I worte the following letter to secretary FPSC. Contents are self explanatory. Please tell me what you think.

"Mr. Haseeb Athar
Secretary,
Federal Public Service Commission (FPSC),
F-5/1 Aga Khan road,
Islamabad.

Sub: Violation of privacy in FPSC admission certificate online retrieval system

Dear sir,
I am to state that I have been an applicant and candidate for various positions advertised by FPSC, including the CSS examination held in 2016. When a candidate applies for a position, one desires that his / her application and candidature should remain personal and confidential as one has to face embarrassment if colleagues and family find out failure in this endeavor. Announcement of the successful candidates is perfectly okay but the preservation of privacy of the candidates who could not is also extremely important. I wish to bring to your kind notice that FPSC's current system allows anyone with a candidate's CNIC number to retrieve that candidate's admission certificate. This is a loophole in the system that creates scope for invasion of privacy as well as sabotage.

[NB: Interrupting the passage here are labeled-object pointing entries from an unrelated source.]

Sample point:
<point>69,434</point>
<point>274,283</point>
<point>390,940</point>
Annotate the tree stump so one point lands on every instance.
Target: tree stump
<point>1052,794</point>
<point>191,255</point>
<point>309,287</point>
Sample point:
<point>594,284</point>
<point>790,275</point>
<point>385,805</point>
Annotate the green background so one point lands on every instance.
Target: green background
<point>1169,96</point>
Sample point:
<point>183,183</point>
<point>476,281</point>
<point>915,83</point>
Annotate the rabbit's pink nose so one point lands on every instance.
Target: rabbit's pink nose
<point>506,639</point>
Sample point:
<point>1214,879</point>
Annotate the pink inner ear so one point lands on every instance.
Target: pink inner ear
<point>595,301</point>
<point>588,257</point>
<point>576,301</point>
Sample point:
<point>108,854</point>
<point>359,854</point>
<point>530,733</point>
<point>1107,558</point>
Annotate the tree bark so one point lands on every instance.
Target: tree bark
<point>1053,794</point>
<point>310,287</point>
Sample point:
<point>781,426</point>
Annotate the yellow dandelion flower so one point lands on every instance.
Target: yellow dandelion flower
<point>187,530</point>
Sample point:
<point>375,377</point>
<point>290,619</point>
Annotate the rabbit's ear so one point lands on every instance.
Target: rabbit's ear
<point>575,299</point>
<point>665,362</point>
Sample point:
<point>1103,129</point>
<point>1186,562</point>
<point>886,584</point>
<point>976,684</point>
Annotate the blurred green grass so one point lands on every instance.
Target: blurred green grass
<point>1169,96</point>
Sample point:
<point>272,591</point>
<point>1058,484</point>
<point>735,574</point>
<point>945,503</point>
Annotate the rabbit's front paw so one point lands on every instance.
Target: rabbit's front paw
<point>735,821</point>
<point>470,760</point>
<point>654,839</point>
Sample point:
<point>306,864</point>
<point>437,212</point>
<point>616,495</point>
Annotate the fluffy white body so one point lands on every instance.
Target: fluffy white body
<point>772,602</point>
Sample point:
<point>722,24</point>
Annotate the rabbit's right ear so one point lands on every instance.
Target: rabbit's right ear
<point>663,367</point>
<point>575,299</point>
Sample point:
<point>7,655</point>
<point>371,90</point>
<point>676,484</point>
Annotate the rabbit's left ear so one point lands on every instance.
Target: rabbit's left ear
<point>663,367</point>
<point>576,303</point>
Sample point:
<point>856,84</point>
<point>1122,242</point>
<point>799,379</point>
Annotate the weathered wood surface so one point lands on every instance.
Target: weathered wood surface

2. All the students who were awarded laptops under the PM Nawaz Sharif's Laptop Scheme were required to submit their personal information to HEC. HEC has, in blatant disregard for privacy, published CNIC numbers of all the students who benefitted from this scheme for consumption of the general public. As a result, people have started using the CNIC number obtained from HEC's list to retrieve FPSC's admission certificates as all that is required is the applicant's CNIC number. I myself have been a victim of this invasion of privacy when multiple people retrieved my CSS admission certificate as well as those of various test phases. Moreover, this causes a security threat as someone stalking a female candidate may be able to know exactly where she might be found by checking the location of the test centre and time of the test. Hence, it is a security threat for vulnerable people. Moreover, if someone wants to sabotage my candidature for a particular post due to professional jealousy or enmity, all they need to do is punch in my CNIC and submit a bogus application so that I may not be able to submit my own application, thereby wasting my opportunity to apply for the position.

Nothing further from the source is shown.